By Elizabeth DeFrance

On July 13, 2015 the Fourth Circuit issued a published opinion in the criminal case United States v. McRae.  The issue before the Court was whether the district court improperly categorized the appellant’s pro se motion as an impermissible successive habeas petition. However, the threshold issue was whether the Court was required to obtain a Certificate of Appealability (COA) before it could review the district court’s categorization of the appellant’s motion.

McRae Claims his Motion was Improperly Categorized

Madison Duane McRae (McRae) was convicted of four drug-related charges in 2005. He unsuccessfully filed a habeas petition under 28 U.S.C. § 2255 in 2008. He later filed the motion at issue in this case, titled “Motion for Relief from Judgment 60(b)(1)(3)(6).”  In this motion, McRae alleged the district court made five errors in its  § 2255 proceedings. The district court held that the motion was a successive § 2255 motion and dismissed it for lack of subject-matter jurisdiction because McRae did not first get a COA as required under 28 U.S.C. § 2244(b)(3).

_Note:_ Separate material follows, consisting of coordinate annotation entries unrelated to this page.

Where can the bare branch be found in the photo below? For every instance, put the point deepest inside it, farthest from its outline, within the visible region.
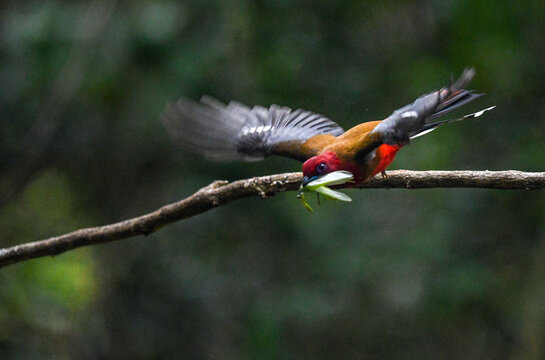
(221, 192)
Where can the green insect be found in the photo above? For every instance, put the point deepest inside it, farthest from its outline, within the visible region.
(320, 186)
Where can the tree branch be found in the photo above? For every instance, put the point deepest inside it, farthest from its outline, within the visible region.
(221, 192)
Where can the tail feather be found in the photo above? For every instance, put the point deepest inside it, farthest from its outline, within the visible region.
(413, 120)
(427, 128)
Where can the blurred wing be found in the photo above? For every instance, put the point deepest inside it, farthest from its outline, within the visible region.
(237, 132)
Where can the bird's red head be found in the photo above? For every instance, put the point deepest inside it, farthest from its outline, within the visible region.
(320, 165)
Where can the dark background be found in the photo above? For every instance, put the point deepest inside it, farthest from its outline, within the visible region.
(396, 274)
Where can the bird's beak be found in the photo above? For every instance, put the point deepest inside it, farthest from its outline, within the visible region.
(308, 179)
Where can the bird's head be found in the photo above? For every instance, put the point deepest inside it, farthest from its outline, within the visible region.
(320, 165)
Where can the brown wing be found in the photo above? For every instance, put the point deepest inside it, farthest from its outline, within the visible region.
(237, 132)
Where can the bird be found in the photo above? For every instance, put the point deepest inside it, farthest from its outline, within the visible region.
(235, 131)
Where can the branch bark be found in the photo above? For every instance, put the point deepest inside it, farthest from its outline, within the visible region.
(221, 192)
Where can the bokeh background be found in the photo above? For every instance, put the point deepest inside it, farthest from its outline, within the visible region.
(442, 273)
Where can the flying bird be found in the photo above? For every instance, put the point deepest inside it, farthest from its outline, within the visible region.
(238, 132)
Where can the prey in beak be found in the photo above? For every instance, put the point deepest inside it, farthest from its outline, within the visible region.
(319, 184)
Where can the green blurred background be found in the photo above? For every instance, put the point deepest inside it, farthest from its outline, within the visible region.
(396, 274)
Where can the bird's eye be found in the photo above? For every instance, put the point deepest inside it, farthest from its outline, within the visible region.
(321, 168)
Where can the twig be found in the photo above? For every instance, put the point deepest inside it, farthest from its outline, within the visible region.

The district court declined to issue a COA. McRae appealed and claims that the district court erred by not treating his motion as a mixed 60(b)/ § 2255. He also argued that the circuit court could review this issue without first obtaining a COA.

COA is Not Required for a “True 60(b)”

A 60(b) motion that challenges a defect in a federal court’s habeas proceedings rather than the court’s conclusion based on the merits is a “true 60(b) motion” and does not require a COA.

The Court Follows Gonzales and Harbison

The Court looked to the Supreme Court’s decision in Gonzalez v. Crosby, in which it held that a 60(b) motion must be treated distinctly from a successive habeas motion because of the “unquestionably valid role” they play in habeas actions. The Court also followed reasoning from the Supreme Court decision in Harbison v. Bell that only a 60(b) motion “with a sufficient nexus to the merits of a habeas petition” should require a COA. Thus, the Court determined that denial of a 60(b) requires a COA because the district court necessarily considers the merits of the underlying habeas claim before denying the motion. However, dismissal of a 60(b) motion on jurisdictional grounds does not require a COA because it is far removed from a consideration of the merits of the habeas claim.

COA was Not Required and the 60(b) Claim Must be Considered on the Merits

The Court held that it did not need a COA before addressing whether the district court erred in categorizing McRae’s motion as a successive habeas petition.

The Court further held that when a motion contains both a 60(b) and a successive habeas claim, the district court must allow the petitioner the option to delete the improper claim and have the 60(b) claim decided on the merits. Because the district court was in the best position to judge the merits of McRae’s 60(b) claim, the Court reversed and remanded for further proceedings.

Circuit Judge Diana Gribbon Motz dissented because the majority’s holding departed from precedent.